Passenger carriers carry their own minimums based on seating capacity. The MCS-90 guarantees the carrier meets whichever threshold its operation requires.
Why it matters when coverage changes
The MCS-90 only protects the public while a compliant policy is on file. When an insurer files a cancellation, the carrier’s federal coverage is on a countdown — and any replacement must itself include the MCS-90 and be filed before the cancellation date. For an agent, that makes the endorsement part of the standard replacement package. See what happens if coverage lapses or learn what operating authority is.
Sources
Frequently asked questions
What is an MCS-90 in simple terms?
The MCS-90 is a federal endorsement attached to a motor carrier's liability policy. It promises FMCSA and the public that, regardless of the policy's own terms, the insurer will pay valid claims up to the federal minimum limits. It is a public-protection backstop, not extra coverage the carrier buys for itself.

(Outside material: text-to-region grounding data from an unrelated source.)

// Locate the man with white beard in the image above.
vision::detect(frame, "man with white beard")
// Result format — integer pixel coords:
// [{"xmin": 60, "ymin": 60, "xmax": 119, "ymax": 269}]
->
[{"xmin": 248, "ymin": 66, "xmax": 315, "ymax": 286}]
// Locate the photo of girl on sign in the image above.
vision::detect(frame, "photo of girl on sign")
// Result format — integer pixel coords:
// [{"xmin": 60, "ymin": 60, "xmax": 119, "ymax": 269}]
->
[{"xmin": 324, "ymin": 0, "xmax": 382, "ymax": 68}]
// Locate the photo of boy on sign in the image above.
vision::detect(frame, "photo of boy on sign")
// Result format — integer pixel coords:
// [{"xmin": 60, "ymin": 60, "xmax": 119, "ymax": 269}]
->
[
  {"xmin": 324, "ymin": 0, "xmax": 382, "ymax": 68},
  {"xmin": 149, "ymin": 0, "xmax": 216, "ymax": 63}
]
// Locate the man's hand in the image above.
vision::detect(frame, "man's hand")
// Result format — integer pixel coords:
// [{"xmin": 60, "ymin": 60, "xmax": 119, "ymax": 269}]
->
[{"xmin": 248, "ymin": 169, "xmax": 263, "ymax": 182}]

How is the MCS-90 different from the insurance policy?
The policy is the contract between the carrier and insurer; the MCS-90 is an endorsement that overrides the policy's exclusions for the purpose of meeting federal financial-responsibility rules. If the policy would not pay a covered judgment, the MCS-90 still requires the insurer to pay the public claimant up to the federal minimum, then seek reimbursement from the carrier.
What are the MCS-90 minimum amounts?
Under 49 CFR §387.9, the minimums are $750,000 for general freight, $1,000,000 or $5,000,000 for certain hazardous materials depending on type and quantity, and separate minimums for passenger carriers. The MCS-90 guarantees the carrier meets whichever applies.
Why do insurance agents care about the MCS-90?
Because it is part of the federal filing package that keeps a carrier legal. When a carrier's coverage is cancelled, the agent replacing it must put a compliant policy — with the MCS-90 and the BMC-91/BMC-91X filing — back on file before the cancellation date, or the carrier loses authority.